We’re nigh on to Speed Weeks: the Rolex 24 Hours of Daytona just roared through the region the last weekend of January. It reminded me I’ve been remiss. I've never blogged about the early days of automobile racing in Daytona Beach and Ormond Beach on Florida's East Coast. 

That's partly because pictures of old racing cars all look alike to me. But it's mainly because I’m more drawn to the social history that surrounded the races than to things like engine specifications and speed records.

There's a lot of recorded history about the nuts and bolts, no pun intended. But precious little about the peripheral activities that occurred among the people involved.
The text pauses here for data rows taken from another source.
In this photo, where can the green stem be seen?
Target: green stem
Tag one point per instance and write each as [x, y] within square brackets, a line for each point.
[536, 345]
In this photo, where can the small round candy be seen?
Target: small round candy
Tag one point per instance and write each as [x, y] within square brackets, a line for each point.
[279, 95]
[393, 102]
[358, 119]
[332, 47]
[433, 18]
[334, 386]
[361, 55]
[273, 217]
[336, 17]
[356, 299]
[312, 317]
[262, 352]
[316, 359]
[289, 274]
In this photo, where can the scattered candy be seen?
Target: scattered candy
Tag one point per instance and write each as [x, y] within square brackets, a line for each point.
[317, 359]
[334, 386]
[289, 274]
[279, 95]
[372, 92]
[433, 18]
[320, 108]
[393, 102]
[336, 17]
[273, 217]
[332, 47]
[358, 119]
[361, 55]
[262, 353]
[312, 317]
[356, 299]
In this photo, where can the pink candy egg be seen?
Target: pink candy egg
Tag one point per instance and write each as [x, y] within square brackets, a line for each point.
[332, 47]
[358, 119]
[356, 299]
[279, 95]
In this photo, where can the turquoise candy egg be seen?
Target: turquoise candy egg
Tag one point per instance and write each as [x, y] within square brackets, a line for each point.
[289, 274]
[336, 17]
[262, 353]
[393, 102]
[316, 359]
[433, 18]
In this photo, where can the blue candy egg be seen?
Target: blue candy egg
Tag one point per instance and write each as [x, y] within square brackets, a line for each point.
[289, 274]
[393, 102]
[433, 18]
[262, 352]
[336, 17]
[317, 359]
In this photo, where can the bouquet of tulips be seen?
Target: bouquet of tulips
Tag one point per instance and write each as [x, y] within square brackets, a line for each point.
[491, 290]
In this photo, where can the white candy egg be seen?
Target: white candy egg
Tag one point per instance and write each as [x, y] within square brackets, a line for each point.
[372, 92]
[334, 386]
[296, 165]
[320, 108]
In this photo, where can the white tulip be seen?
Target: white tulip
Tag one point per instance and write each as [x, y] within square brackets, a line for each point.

I got enthused at the 1906 photo posted here because of the names mentioned, but my euphoria was short lived. The man in the driver’s seat is Fred Marriott, a name known to me for its hotel connotation. But I found no connection between him and the hotel family. 

Mr. Marriott is seated in a "#2" Stanley Steamer. I thought immediately of carpets. Unfortunately, the Stanley Steamer car has absolutely nothing to do with the Stanley Steemer carpet cleaning company.

So, even in my social history blog I have to resort to nuts and bolts on this subject. The photo is from the Halifax Historical Society and is pictured on page 17 of Daytona Beach: 100 Years of Racing by Harold D. Cardwell Sr. (Arcadia Publishing, 2002). 

The photo depicts a momentous event that has nothing to do with floor coverings or hotels. The caption notes that Marriott had broken a world record of 127.66 mph in the Stanley Steamer in 1906. 

That’s fast even by 21st century standards. It’s no wonder such speeds awed inquisitive spectators at a time when many people still referred to cars as horseless carriages.

Automobile racing was an expensive hobby from the start. The speed trials and beach races drew the era’s glitterati as both participants and spectators. Listen to the surnames of some of the racers, car owners, and spectators, sometimes one and the same: Vanderbilt, Flagler, Gould, Astor. 

They were the one percent of their time. Several helped found the Florida East Coast Automobile Association at the start of the 20th century, and built an oceanfront clubhouse. 

Tourist lodgings such as the massive Ormond Hotel -  demolished in 1992 - catered to the racers and car owners. They also hosted the fans who came to see them. I sometimes wonder if wives and families went along on these racing jaunts. 

Then, as now, winter weather in Florida was hard to resist. Most of the historic racing-related photos picture predominantly male crowds. The ladies may not have been interested. There were plenty of other things to occupy them. If only old photos could talk.